662 Skegg, above n 109, at 300. There is also a defence available to providers under clause 3 of the HDC Code and they will not be in breach of the Rights in the Code in they take reasonable actions in relation to them.

663 Right 7(4) (b) and (c)(i).

664 Right 7(4)(c)(ii).

  1. There is a substituted judgment element in Right 7(4) as the provider must reach a decision that is “consistent with” the informed choice that the person would make if they were competent to do so. Similar principles apply under Right 6, the right to be fully informed. However, Right 7(4) stops short of requiring the provider to act on the “views” of the person, once reasonable efforts have been made to ascertain them. Nor does it specify what the provider should be do where there are conflicting views, or views they disagree with, or how they should weigh the various views to reach a decision.665

  2. Ultimately, Right 7(4)(a) suggests that the person’s best interests is the main factor in reaching a decision. Therefore, it seems, a provider could ascertain the views of the person and others but then decide that these views were contrary to the person’s best interests, and not follow them. For example, if a person has consistently said they do not wish to receive renal dialysis for their failing kidneys and their family supports this, then it seems the health practitioner, having ascertained their views, could still reach a legally (but not ethically) defensible decision to provide the treatment, based on what they consider to be in the person’s best interests.

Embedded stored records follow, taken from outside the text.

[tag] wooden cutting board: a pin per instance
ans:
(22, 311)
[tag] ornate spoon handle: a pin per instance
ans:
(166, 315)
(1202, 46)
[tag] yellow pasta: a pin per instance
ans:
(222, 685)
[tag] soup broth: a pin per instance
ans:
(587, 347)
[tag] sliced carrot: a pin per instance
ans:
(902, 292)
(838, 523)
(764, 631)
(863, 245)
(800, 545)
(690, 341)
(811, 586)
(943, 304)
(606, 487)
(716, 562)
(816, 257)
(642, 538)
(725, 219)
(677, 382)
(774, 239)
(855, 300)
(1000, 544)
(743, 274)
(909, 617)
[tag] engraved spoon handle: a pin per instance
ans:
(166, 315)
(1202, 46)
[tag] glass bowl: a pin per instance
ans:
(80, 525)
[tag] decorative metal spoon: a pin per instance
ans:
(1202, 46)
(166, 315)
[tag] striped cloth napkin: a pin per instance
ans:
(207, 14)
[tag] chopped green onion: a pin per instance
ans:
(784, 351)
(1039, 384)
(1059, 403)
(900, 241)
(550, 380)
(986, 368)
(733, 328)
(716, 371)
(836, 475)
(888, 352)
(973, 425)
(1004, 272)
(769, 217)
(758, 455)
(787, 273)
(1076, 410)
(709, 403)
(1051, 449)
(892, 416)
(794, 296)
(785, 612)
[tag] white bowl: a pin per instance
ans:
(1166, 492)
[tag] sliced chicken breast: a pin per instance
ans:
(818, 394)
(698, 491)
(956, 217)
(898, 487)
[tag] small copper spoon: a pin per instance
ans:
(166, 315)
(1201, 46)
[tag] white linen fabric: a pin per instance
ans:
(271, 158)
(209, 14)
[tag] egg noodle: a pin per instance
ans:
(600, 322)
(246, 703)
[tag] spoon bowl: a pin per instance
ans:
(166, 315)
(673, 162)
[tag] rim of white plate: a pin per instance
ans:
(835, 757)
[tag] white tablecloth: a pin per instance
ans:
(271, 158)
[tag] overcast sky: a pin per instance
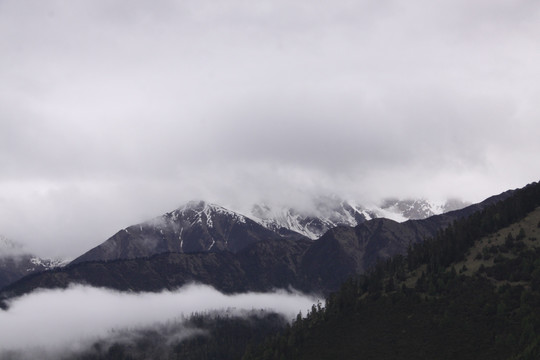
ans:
(112, 112)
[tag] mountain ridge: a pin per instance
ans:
(307, 265)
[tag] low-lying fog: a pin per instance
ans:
(46, 322)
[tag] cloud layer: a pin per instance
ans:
(112, 113)
(52, 321)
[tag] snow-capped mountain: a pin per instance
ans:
(416, 209)
(330, 212)
(16, 263)
(310, 224)
(199, 226)
(195, 227)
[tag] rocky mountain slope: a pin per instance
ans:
(320, 265)
(196, 227)
(15, 263)
(470, 293)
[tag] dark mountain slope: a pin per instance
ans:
(473, 292)
(319, 266)
(260, 267)
(345, 251)
(196, 227)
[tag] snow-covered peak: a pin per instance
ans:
(48, 264)
(9, 247)
(323, 216)
(203, 212)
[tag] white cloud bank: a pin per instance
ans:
(51, 321)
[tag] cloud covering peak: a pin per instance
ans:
(115, 112)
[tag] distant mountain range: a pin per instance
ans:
(234, 253)
(16, 263)
(199, 226)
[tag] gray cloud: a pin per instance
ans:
(112, 113)
(56, 321)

  3. Right 7(4) is a pragmatic response to the need for everyday healthcare decision-making for people unable to made decisions that are legally effective. The scope of its application is intended to be narrow. It relies largely upon the notion of “clinical” best interests as judged by the healthcare provider. As such, it provides an unsatisfactory standard for decision- making for people with impaired capacity in a wide range of circumstances. There is also considerable uncertainty about the extent to which Right 7(4) can be relied upon on a continuing basis, rather than in one-off situations or emergencies.666

665 Right 6 provides: “Every consumer has the right to the information that a reasonable consumer, in that consumer's circumstances, would expect to receive…”

666 The issue of relying on the doctrine of necessity and Right 7(4) of the HDC Code to make decision that deprive a person of their liberty is discussed in Chapter 3 Liberty Safeguards.